Because many new Hep C infections occur in patients who have few symptoms, the incidence reported by the CDC likely underestimated the true number of true cases.
The authors of the study reminded us that HIV is transmitted the same way as Hep C, and increased incidence of HIV could potentially increase as well. The authors emphasized the importance of making effective addiction treatment available for intravenous drug users, as well as preventive efforts to stop the spread of infectious diseases like HIV and Hep C.
These facts are scary. The surge in opioid addiction over the last fifteen years could be followed by a surge in HIV and Hepatitis C infections. In a recent post (May 7, 2015), I described a micro-epidemic of HIV in a small Indiana town, where 140 new HIV cases were diagnosed in a town of only 4200 people. I don’t want to see this happen again and again in small towns in the U.S.
Let’s learn from the 1980’s, when the AIDS epidemic first emerged. The U.S. did not strongly and immediately support measures that could have limited the spread of this disease. Think how many cases could have been prevented with good information, condoms, needle exchange, and addiction treatment.

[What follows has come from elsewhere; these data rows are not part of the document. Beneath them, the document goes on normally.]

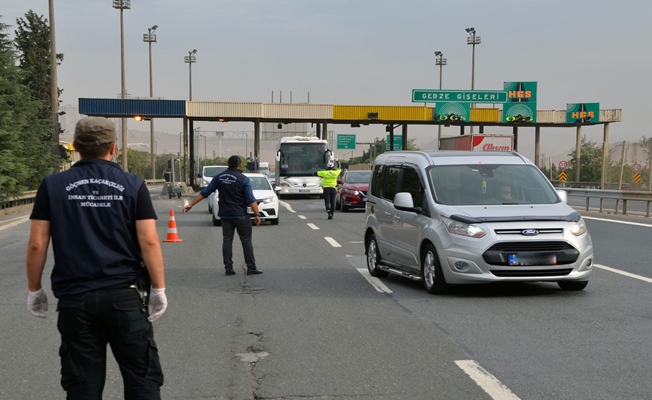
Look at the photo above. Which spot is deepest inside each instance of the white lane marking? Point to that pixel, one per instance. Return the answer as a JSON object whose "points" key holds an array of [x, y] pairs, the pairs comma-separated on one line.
{"points": [[375, 282], [332, 241], [287, 206], [487, 382], [14, 222], [629, 274], [618, 222]]}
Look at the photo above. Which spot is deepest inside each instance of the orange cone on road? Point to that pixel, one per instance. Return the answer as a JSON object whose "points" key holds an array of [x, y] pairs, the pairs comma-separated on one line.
{"points": [[172, 236]]}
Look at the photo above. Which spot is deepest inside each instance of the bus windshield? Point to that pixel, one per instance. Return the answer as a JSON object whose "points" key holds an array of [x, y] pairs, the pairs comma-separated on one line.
{"points": [[302, 159]]}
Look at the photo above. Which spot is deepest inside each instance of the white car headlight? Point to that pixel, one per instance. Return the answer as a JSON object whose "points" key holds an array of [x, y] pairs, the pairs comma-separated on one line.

Let’s not wait until the situation worsens to do something. We must get serious about harm reduction measures and increased access to addiction treatment.
Needle exchange, where intravenous drug users are provided with clean needle in exchange for used needles, reduces the risk of infectious diseases like HIV and Hep C. Naloxone kits can reverse otherwise fatal opioid overdose deaths. Of course, the ultimate harm reduction measure readily available addiction treatment for addicts who want it.
I know many people at federal and state levels are aware of this problem and have been working on it. Let’s help change happen by giving harm reduction measures our support. For more reading on harm reduction, check out this website: http://www.nchrc.org
This is our excellent harm reduction organization here in North Carolina. Click on the “Advocacy” tab to find out what you can do to help.
Even if you don’t care about what happens to drug addicts, it is in your personal best interest to keep other people in our population from contracting infectious diseases that can affect us all.